Distributed Keras model for making predictions of sentiment from Spanish sentences in stream context using Spark Streaming and Apache Kafka. The project has a script that allows you to enter phrases by command line and send them to a Kafka topic. Then Kafka sends the information to Spark Streaming where through the Jupyter Notebook shows the polarity of sentences on the screen.
Files:
Software versions:
- Spark 2.0.2 pre-build for Hadoop 2.7 or later
- Apache Kafka 2.11-0.10.2.0 binary file for Scala 2.11
- Python 3.5
Library versions:
- TensorFlow 1.2.1
- Keras 2.0.6
- Nltk 3.2.2
- Kafka-python
First you have to start a ZooKeeper server
bin/zookeeper-server-start.sh config/zookeeper.properties
Then you have to start a Kafka server
bin/kafka-server-start.sh config/server.properties
Next step is create a topic in Kafka named "test"

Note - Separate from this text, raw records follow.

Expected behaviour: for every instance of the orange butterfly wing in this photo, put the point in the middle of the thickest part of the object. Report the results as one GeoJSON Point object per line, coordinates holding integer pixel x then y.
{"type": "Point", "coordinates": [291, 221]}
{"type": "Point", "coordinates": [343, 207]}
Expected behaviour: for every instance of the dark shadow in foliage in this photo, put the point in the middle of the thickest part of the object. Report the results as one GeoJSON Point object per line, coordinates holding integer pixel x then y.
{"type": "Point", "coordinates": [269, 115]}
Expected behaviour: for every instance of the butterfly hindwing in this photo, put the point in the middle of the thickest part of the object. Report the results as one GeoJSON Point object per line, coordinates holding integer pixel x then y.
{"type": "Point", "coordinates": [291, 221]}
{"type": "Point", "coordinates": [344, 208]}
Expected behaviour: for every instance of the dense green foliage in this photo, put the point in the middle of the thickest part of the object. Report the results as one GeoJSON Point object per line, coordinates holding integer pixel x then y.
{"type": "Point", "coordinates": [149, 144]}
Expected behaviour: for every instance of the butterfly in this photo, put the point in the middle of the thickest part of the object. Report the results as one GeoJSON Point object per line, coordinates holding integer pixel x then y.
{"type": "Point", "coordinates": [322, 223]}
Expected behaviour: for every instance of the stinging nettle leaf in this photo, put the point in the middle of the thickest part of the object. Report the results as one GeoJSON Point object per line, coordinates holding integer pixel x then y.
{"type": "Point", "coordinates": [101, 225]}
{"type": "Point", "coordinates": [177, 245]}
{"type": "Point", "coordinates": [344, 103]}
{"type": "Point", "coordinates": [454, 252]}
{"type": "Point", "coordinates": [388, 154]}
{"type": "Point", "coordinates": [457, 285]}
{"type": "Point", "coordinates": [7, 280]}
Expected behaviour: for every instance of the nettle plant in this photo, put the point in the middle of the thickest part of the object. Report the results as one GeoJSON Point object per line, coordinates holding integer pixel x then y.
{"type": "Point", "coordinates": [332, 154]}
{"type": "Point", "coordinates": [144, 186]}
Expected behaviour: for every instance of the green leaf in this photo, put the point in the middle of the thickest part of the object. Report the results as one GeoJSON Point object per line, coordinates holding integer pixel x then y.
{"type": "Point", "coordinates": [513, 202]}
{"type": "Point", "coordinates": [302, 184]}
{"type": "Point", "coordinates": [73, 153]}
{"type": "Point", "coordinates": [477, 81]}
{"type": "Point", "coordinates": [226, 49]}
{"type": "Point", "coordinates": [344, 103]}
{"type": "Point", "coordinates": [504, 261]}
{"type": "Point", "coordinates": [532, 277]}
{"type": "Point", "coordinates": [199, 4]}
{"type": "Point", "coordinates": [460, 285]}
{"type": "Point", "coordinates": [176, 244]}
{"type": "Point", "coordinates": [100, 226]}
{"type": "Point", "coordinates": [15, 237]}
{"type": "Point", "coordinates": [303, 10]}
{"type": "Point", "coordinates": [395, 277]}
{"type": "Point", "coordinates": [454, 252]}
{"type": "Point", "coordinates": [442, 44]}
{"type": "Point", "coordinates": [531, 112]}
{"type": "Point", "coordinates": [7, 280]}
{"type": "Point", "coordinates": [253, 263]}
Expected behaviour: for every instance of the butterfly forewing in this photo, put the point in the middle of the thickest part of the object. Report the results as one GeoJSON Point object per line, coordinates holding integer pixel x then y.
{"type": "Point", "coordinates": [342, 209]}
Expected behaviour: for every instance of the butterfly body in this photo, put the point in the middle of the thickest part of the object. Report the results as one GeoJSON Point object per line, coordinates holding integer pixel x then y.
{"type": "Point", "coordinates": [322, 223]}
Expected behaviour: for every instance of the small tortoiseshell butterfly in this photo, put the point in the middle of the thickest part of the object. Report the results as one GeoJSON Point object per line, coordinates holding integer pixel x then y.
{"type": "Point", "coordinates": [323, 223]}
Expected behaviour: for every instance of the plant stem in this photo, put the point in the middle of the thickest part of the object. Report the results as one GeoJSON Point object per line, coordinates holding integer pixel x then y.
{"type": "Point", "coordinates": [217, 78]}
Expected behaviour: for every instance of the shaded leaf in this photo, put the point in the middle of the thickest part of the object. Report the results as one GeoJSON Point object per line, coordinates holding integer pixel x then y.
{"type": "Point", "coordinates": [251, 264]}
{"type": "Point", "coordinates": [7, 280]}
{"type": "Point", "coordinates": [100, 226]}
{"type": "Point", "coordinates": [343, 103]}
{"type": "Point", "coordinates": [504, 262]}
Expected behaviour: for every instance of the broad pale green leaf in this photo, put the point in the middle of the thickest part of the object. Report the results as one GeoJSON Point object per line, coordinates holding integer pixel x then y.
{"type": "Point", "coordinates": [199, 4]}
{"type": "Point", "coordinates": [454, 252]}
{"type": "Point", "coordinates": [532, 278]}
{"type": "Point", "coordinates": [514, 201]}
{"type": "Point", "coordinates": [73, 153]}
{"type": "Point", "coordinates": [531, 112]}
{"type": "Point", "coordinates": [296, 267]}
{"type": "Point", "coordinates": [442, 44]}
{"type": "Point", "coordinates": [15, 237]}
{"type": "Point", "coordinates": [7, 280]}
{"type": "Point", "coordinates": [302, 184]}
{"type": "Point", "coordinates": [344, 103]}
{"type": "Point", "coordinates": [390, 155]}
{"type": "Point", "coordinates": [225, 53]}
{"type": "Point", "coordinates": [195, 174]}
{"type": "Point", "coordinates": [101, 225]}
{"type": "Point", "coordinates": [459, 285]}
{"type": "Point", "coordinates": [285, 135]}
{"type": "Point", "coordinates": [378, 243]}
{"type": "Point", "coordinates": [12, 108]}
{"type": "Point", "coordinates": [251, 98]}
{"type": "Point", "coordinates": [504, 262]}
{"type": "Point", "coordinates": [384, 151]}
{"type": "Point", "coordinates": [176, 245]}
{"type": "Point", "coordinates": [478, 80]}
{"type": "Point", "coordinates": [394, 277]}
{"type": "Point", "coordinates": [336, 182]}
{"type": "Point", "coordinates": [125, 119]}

bin/kafka-topics.sh --create --zookeeper localhost:2181 --replication-factor 1 --partitions 1 --topic test
Later, you have to open Jupyter-notebook writing the next line
$SPARK_HOME/bin/pyspark --master local[*] --packages org.apache.spark:spark-streaming-kafka-0-8_2.11:2.0.2
Finally you only have to follow the instruction of the notebook.